Pride and Prejudice
How we cite our quotes:
"His pride never deserts him; but with the rich he is liberal-minded, just, sincere, rational, honourable, and perhaps agreeable—allowing something for fortune and figure." (16.47)
There's that word "liberal" associated with being just, sincere, and rational—all the qualities that are exactly the opposite of being prejudiced and refusing to see the world and people as they actually are.
"I remember hearing you once say, Mr. Darcy, that you hardly ever forgave, that your resentment once created was unappeasable. You are very cautious, I suppose, as to its being created."

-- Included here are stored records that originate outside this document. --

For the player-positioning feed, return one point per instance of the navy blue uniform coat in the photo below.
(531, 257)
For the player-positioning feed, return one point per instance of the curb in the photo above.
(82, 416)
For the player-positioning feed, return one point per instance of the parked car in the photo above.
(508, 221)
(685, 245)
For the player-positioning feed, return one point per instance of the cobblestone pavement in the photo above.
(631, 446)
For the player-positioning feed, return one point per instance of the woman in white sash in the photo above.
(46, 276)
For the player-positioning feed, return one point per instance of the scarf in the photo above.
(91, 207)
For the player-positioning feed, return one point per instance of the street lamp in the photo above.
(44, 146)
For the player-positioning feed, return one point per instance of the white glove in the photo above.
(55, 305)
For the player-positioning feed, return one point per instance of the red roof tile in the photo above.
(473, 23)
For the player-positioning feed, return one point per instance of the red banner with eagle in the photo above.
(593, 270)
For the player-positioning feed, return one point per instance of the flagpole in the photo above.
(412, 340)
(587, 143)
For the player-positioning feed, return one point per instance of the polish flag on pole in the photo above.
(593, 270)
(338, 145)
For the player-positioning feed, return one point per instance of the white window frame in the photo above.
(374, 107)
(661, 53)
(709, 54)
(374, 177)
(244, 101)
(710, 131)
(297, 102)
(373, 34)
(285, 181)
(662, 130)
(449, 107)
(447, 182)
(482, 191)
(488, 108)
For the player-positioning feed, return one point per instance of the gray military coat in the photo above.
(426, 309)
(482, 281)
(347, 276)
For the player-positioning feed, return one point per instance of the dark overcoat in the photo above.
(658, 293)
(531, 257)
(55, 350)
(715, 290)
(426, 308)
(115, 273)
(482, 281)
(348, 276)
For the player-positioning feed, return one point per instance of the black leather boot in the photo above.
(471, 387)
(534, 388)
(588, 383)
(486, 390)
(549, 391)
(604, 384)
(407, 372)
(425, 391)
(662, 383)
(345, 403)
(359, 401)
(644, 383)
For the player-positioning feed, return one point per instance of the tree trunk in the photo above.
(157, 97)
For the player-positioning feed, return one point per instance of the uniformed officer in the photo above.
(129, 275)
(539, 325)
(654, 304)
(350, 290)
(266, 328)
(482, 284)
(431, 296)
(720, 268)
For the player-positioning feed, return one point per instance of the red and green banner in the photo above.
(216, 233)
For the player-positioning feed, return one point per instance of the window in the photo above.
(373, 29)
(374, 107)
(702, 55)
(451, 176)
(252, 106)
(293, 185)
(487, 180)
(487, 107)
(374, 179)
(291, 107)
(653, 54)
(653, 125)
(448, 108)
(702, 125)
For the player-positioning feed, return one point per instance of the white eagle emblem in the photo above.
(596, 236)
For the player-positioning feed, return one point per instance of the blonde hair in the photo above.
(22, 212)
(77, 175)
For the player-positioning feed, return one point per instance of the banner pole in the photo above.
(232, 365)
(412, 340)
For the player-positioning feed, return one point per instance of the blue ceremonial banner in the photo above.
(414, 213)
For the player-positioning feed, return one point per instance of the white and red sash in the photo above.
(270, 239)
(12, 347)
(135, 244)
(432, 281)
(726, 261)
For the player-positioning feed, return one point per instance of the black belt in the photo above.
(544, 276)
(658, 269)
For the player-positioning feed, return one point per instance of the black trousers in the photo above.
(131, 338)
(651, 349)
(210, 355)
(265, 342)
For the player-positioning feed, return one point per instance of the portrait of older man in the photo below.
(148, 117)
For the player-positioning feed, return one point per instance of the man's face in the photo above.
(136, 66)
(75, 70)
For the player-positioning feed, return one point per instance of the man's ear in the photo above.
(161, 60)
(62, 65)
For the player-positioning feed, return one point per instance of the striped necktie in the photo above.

"I am," said he, with a firm voice.
"And never allow yourself to be blinded by prejudice?"
"I hope not." (18.28-30)
Well, this isn't actually true. But we have to say, Darcy might just be the least prejudiced person in the novel. Sure, he doesn't take to Lizzy immediately—but he's definitely right about her family being complete fools.
Mr. Wickham's society was of material service in dispelling the gloom which the late perverse occurrences had thrown on many of the Longbourn family. They saw him often, and to his other recommendations was now added that of general unreserve. The whole of what Elizabeth had already heard, his claims on Mr. Darcy, and all that he had suffered from him, was now openly acknowledged and publicly canvassed; and everybody was pleased to know how much they had always disliked Mr. Darcy before they had known anything of the matter. (24.30)
The people of Meryton are congratulating themselves for deciding that they hated Mr. Darcy on sight. Okay, guys. Don't strain your shoulders patting yourselves on the back about being prejudiced idiots, or anything.